Copilot has been used at NASA in drone test flights. Through the NASA tool Ogma [1] (also written in Haskell), Copilot also serves as a runtime monitoring backend for NASA’s Core Flight System, Robot
Operating System (ROS2), and FPrime (the software framework used in the Mars Helicopter) applications.

This new version provides comprehensive tests for the C99 backend, and introduces a breaking change in the definition of the type Arg in copilot-language. For details, see [2]. The new version is already available on Hackage [4].

As always, we’re releasing exactly 2 months since the last release. Our next release is scheduled for Sep 7th, 2023.

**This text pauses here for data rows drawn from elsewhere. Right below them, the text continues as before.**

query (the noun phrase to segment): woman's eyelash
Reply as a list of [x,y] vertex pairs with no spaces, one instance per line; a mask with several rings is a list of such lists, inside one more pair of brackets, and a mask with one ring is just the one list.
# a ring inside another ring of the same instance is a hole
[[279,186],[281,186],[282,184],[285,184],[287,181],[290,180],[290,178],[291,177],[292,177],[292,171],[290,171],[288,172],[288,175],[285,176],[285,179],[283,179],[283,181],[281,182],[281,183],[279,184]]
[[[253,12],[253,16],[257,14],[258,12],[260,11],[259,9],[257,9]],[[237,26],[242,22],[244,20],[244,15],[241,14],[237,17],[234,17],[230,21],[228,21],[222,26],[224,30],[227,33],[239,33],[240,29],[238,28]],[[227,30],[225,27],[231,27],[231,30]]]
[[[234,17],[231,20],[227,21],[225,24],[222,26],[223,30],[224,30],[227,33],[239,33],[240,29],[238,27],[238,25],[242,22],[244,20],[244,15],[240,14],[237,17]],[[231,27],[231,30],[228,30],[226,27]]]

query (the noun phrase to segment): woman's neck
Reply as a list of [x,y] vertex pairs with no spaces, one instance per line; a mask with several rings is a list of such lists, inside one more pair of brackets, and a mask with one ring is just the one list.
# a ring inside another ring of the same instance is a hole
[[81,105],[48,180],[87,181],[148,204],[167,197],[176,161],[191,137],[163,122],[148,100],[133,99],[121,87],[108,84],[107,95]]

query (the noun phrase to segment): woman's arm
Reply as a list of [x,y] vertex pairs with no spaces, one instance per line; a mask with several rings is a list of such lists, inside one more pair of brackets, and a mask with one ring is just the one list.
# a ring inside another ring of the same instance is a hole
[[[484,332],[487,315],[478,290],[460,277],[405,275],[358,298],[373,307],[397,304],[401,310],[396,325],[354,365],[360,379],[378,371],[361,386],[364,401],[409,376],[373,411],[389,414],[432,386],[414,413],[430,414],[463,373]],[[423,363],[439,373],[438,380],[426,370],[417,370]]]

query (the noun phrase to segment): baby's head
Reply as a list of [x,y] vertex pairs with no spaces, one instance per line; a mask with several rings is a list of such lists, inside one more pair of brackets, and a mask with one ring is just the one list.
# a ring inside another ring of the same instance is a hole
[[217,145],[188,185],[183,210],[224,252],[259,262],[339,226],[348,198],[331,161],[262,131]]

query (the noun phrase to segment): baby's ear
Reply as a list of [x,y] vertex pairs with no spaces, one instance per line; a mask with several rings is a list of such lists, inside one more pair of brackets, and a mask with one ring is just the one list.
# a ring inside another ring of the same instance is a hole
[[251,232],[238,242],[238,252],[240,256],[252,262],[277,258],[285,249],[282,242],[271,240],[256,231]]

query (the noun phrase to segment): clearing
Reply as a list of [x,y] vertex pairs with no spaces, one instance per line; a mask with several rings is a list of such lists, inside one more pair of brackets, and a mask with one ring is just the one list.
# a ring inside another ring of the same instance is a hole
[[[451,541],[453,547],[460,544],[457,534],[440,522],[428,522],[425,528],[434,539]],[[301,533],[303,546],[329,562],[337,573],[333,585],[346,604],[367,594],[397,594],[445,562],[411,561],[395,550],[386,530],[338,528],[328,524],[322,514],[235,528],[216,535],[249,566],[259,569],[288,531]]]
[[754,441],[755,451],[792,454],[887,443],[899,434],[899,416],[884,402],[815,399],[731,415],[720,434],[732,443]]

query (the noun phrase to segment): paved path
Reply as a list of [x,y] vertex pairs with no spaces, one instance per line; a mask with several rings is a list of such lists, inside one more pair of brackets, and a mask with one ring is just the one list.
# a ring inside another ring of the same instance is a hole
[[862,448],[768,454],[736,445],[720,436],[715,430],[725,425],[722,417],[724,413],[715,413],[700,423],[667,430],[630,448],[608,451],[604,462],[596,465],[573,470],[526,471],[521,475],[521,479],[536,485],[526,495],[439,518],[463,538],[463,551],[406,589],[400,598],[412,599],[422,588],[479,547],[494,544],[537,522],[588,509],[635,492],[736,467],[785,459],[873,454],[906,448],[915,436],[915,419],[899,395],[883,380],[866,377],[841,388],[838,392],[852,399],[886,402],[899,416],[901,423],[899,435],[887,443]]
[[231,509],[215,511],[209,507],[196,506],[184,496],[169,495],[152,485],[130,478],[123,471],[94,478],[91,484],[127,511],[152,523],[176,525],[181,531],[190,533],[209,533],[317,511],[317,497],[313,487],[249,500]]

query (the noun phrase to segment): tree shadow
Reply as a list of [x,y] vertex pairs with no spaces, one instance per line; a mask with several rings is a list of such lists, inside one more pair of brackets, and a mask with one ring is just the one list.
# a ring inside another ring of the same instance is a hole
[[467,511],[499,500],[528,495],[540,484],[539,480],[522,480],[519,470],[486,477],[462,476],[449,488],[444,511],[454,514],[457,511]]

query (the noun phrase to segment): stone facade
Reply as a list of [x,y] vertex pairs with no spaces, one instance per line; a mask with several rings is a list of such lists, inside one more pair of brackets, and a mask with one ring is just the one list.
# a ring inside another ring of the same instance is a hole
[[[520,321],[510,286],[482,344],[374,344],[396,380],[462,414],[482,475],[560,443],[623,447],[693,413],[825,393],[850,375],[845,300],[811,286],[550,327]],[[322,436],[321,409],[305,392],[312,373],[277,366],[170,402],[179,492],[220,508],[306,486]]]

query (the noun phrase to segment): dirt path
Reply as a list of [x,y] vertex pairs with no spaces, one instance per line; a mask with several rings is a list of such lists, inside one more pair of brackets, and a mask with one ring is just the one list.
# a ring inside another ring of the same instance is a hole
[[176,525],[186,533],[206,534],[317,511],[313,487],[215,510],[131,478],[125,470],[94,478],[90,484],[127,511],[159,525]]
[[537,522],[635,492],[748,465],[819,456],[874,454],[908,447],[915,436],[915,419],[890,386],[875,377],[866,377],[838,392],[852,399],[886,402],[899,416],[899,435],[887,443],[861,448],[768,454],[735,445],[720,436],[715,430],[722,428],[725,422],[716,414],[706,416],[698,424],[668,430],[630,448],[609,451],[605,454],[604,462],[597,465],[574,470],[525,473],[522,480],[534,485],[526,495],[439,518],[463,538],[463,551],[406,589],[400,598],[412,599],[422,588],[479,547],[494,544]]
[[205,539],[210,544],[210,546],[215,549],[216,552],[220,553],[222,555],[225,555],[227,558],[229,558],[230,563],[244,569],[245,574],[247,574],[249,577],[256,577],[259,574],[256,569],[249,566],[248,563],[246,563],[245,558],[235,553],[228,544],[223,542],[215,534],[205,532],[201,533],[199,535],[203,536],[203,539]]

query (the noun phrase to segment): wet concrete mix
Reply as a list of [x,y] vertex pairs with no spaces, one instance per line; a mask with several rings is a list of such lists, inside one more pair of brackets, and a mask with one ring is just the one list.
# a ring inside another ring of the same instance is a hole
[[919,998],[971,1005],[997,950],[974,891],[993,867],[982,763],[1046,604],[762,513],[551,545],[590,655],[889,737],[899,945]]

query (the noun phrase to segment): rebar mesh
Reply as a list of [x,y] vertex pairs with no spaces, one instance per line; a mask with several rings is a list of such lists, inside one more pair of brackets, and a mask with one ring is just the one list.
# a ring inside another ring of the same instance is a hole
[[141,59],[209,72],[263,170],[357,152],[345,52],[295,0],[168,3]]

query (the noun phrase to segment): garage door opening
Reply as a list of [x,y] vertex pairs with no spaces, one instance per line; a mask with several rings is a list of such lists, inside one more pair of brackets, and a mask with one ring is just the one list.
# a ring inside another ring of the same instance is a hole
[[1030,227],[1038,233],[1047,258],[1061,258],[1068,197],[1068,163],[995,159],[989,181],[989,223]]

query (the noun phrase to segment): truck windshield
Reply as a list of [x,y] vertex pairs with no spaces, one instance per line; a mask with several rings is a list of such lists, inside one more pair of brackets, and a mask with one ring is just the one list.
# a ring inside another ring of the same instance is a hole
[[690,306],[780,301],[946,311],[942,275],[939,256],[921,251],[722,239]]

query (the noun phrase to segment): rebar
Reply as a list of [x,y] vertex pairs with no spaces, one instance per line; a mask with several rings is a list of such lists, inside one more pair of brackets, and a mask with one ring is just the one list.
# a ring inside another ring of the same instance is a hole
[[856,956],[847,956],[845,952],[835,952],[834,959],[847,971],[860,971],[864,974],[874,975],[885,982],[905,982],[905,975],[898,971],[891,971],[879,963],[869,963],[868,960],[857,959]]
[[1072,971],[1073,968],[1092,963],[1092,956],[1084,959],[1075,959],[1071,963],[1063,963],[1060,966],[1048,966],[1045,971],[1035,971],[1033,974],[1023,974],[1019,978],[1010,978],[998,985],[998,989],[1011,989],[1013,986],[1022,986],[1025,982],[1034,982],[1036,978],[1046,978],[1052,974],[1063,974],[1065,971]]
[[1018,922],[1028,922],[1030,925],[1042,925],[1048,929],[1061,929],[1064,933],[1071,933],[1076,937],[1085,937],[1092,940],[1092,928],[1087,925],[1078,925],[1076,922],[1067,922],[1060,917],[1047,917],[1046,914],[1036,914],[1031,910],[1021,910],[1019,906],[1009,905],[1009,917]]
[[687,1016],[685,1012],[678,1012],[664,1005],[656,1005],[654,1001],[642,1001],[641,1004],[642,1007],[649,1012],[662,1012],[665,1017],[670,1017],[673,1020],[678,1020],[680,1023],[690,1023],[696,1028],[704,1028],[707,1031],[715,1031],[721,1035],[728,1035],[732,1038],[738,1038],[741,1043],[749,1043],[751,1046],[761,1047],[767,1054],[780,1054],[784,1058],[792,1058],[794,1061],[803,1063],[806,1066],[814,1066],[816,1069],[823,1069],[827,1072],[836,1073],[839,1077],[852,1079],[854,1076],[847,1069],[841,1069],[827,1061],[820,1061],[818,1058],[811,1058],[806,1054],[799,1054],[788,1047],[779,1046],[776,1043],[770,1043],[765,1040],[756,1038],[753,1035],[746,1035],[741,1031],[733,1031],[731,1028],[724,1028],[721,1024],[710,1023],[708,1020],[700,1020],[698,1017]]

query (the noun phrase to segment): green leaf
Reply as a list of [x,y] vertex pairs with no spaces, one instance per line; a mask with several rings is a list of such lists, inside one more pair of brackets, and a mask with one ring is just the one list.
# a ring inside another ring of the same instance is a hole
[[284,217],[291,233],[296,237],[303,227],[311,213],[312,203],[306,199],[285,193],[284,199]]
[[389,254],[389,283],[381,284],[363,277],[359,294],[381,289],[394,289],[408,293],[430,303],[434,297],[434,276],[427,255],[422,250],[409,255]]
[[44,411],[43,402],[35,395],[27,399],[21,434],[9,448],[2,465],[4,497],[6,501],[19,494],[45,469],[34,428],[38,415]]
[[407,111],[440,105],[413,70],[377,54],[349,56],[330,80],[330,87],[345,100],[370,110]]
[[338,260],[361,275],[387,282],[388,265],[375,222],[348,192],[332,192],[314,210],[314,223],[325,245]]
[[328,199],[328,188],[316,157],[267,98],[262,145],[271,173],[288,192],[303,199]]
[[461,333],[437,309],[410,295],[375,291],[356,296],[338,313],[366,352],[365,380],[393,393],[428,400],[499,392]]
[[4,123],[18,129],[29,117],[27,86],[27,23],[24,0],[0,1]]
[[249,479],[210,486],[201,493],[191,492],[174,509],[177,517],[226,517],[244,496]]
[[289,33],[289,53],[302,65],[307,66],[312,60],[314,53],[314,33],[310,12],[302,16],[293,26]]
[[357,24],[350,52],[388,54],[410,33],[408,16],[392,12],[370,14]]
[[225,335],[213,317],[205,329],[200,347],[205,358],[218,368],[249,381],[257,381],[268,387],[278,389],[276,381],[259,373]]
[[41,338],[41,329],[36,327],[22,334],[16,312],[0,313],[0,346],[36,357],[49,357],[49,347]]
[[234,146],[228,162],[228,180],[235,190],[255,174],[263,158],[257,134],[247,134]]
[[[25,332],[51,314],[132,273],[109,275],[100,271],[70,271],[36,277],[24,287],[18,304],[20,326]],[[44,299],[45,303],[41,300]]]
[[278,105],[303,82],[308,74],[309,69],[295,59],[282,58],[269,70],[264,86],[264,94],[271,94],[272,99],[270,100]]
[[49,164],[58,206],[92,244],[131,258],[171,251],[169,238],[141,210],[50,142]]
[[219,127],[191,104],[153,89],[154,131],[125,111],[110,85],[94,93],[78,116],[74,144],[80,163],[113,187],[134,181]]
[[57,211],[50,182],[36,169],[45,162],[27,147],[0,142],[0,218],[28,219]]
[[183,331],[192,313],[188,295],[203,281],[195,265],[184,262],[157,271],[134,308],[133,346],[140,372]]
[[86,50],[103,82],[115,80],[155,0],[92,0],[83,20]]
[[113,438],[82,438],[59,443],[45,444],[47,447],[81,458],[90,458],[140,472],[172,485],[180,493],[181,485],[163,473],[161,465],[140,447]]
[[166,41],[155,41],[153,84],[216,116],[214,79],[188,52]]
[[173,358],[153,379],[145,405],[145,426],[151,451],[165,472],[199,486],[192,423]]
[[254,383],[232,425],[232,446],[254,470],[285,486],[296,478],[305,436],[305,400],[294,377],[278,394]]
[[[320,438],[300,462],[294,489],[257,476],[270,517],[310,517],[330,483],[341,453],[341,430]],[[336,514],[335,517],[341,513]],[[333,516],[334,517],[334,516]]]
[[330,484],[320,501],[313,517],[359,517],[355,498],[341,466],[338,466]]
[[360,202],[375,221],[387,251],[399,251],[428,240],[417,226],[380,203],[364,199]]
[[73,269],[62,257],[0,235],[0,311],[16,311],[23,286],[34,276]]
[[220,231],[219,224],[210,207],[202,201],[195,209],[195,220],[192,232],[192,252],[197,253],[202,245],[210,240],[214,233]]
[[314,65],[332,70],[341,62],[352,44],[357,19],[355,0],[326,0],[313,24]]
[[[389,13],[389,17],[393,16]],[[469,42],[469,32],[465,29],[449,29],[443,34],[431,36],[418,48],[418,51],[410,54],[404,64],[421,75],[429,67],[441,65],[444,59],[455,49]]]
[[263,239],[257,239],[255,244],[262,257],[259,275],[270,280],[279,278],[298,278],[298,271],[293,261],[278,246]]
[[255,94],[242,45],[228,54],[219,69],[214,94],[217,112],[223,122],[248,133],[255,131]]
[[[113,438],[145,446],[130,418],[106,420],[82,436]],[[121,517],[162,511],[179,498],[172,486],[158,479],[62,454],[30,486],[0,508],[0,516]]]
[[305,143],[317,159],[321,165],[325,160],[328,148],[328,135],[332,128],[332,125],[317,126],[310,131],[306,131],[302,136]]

We are also extremely excited to announce that Copilot has received full approval for release as NASA Class D open-source software. Current emphasis is on increasing test coverage for the two remaining libraries without tests (copilot-language and copilot-theorem), removing unnecessary dependencies, hiding internal definitions, and formatting the code to meet our new coding standards. Users are encouraged to participate by opening issues and asking questions via our github repo [3].

There have been many updates on the Copilot front in the last few months. We’ll be able to announce more soon. Stay tuned.

Happy Haskelling!

Ivan

[1] GitHub - nasa/ogma

[2] Release v3.16 · Copilot-Language/copilot · GitHub

[3] GitHub - Copilot-Language/copilot: A stream-based runtime-verification framework for generating hard real-time C code.

[4] copilot: A stream DSL for writing embedded C programs.